An Optum spokesperson said in a statement that the algorithm is not racially biased and that the researchers mischaracterized the cost prediction algorithm based on misuse of the tool by one healthcare system.
“The algorithm is designed to predict future costs that individual patients may incur based on past healthcare experiences and does not result in racial bias when used for this purpose, a fact the study authors agreed on,” the spokesperson said.
In 2021, researchers at the University of Michigan School of Medicine published a peer-reviewed study that found that a widely used sepsis prediction model from electronic health record giant Epic Systems failed to identify 67% of people who had sepsis. It also increased the number of sepsis alerts by 43%, although the total number of patients in the hospital dropped by 35% in the early days of the pandemic. Epic did not provide an interview with the team that worked on the AI sepsis model.
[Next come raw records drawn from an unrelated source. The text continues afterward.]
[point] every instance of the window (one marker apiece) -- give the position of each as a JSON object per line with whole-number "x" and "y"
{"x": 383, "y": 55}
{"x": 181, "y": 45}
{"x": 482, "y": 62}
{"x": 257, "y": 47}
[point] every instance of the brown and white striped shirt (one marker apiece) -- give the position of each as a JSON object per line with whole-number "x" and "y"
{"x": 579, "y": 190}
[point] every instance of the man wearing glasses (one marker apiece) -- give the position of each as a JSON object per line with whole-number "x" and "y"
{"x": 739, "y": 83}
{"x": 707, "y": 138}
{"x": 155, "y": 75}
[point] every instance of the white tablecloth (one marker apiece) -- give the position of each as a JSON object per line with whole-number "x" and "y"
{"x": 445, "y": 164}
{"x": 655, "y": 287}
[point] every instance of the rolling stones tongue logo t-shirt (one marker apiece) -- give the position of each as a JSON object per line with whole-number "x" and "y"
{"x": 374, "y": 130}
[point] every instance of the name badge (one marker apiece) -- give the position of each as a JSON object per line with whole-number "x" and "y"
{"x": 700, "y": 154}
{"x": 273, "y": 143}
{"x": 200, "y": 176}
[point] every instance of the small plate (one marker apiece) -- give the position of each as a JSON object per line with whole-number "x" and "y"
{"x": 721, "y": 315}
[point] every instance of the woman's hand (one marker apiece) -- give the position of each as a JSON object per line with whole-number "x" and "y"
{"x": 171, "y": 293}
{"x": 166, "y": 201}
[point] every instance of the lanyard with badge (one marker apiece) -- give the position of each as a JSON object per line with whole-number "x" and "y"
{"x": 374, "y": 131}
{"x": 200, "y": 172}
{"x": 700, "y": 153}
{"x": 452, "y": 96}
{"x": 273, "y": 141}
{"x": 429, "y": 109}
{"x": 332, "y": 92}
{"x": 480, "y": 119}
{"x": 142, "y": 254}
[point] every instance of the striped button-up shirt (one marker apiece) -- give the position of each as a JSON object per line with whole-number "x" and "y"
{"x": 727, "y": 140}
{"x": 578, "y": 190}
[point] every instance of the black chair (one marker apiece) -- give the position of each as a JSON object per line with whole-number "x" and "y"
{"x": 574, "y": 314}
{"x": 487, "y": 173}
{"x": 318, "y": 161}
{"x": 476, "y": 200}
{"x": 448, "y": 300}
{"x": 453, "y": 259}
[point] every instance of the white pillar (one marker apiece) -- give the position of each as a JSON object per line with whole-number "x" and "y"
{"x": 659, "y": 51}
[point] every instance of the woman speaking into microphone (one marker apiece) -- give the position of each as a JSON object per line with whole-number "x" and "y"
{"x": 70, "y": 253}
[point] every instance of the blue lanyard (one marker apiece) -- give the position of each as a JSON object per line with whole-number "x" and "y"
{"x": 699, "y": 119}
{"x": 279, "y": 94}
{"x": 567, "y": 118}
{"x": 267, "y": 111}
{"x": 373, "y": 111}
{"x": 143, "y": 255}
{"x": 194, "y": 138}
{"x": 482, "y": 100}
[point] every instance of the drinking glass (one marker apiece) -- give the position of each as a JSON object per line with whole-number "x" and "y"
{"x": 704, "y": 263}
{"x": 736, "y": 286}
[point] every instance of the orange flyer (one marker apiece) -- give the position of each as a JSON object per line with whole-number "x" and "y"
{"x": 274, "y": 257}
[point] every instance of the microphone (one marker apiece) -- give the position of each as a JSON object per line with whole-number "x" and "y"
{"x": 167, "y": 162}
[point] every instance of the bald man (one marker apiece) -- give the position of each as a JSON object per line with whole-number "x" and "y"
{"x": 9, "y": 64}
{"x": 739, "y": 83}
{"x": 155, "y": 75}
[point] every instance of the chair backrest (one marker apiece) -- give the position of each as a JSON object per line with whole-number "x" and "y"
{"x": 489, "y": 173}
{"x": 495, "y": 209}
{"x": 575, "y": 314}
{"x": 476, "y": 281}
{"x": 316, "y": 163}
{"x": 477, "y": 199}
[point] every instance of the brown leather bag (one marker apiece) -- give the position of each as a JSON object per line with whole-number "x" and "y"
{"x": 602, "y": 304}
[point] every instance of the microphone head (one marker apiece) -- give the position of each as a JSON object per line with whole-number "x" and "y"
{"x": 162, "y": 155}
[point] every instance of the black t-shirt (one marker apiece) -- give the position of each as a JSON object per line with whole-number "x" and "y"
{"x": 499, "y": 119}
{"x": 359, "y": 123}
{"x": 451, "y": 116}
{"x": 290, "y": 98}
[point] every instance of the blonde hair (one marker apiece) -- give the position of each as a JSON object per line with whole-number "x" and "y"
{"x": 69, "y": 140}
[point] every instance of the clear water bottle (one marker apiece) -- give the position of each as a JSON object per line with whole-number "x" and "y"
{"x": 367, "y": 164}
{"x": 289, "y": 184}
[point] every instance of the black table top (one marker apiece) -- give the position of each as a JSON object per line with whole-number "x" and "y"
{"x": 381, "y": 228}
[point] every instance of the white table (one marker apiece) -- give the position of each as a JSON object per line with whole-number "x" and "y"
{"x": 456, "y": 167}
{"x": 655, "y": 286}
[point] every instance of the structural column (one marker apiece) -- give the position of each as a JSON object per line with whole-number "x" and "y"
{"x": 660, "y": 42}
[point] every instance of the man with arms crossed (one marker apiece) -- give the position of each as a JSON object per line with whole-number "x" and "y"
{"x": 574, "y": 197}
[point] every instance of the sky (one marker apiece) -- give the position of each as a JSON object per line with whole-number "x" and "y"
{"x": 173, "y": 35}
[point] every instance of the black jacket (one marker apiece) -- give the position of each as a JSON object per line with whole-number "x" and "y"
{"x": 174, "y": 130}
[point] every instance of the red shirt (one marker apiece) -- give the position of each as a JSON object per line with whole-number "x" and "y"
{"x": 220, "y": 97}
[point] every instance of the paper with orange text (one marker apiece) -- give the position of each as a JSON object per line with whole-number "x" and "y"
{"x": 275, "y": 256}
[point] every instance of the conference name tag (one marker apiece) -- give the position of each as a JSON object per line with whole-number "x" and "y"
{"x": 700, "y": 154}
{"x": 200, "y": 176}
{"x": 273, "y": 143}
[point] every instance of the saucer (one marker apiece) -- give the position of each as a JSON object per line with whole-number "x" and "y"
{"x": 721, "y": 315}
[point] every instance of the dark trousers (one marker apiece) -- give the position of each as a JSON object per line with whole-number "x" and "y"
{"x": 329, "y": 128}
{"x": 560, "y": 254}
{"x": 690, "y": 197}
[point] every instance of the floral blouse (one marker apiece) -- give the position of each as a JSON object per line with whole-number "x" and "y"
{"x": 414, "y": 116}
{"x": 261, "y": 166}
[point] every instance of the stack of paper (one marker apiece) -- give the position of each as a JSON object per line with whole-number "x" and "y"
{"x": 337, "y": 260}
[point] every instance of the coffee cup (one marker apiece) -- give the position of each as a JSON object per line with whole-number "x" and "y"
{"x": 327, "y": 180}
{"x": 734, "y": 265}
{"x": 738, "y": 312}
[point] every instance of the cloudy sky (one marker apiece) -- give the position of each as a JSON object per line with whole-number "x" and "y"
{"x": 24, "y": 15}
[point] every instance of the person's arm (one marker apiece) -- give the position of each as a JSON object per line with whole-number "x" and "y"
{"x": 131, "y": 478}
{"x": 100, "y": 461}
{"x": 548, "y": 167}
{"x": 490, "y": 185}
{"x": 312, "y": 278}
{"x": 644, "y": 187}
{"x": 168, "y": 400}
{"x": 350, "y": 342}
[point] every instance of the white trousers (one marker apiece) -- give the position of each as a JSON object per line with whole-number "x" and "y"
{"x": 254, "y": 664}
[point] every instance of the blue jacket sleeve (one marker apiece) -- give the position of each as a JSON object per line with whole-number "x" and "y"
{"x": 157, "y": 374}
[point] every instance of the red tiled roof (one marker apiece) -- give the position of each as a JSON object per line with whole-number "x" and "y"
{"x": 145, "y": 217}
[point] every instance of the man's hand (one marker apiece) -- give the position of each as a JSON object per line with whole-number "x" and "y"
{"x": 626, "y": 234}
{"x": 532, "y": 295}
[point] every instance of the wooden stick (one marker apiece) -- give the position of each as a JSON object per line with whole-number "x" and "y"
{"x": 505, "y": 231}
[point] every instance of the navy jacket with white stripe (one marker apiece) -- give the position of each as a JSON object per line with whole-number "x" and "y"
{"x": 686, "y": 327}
The White House Office of Science and Technology included both cases, without naming the companies, in a report accompanying its AI Bill of Rights draft, intended as guidance for several industries.
While there is no enforcement mechanism in this framework, it includes five rights that the public should have: algorithms must be safe and efficient, non-discriminatory, fully transparent, protect the privacy of those affected, and allow for alternatives, exits, and feedback.
Jeff Cutler, chief commercial officer of Ada Health, a healthcare AI company that offers symptom screening to patients, said his organization follows five principles when developing and deploying algorithms.
“It’s really important that the industry takes the Bill of Rights very seriously,” Cutler said. “It is important that users and businesses using these platforms ask the right questions about clinical efficacy, accuracy, quality and safety. And it is important that we are transparent with users.”
But experts say real regulation is needed to make a difference. While the Food and Drug Administration is tasked with overseeing software as a medical device, including AI, experts say the agency is having a hard time responding to the growing number of algorithms being developed for clinical use. Congress could intervene to define AI in healthcare and set mandatory standards for healthcare systems, developers, and users.
“There needs to be enforcement and oversight to ensure that algorithms are designed with discrimination, bias and privacy in mind,” said Linda Malek, chair of the health practice at law firm Moses & Singer.
Dr. John Halamka, president of the Mayo Clinic Platform, a Rochester, Minnesota-based healthcare portfolio focused on integrating new technologies, including AI, into healthcare, said more policies could be coming.
The Office of the National Coordinator is expected to coordinate much of the regulatory guidance from various government agencies, including the FDA, the Centers for Disease Control and Prevention, the National Institutes of Health and other non-HHS federal agencies, said Halamka, who has advised ONC and the federal government on numerous health technology initiatives but are not directly involved in surveillance.
Halamka expects significant regulatory and sub-regulatory guidance over the next two years.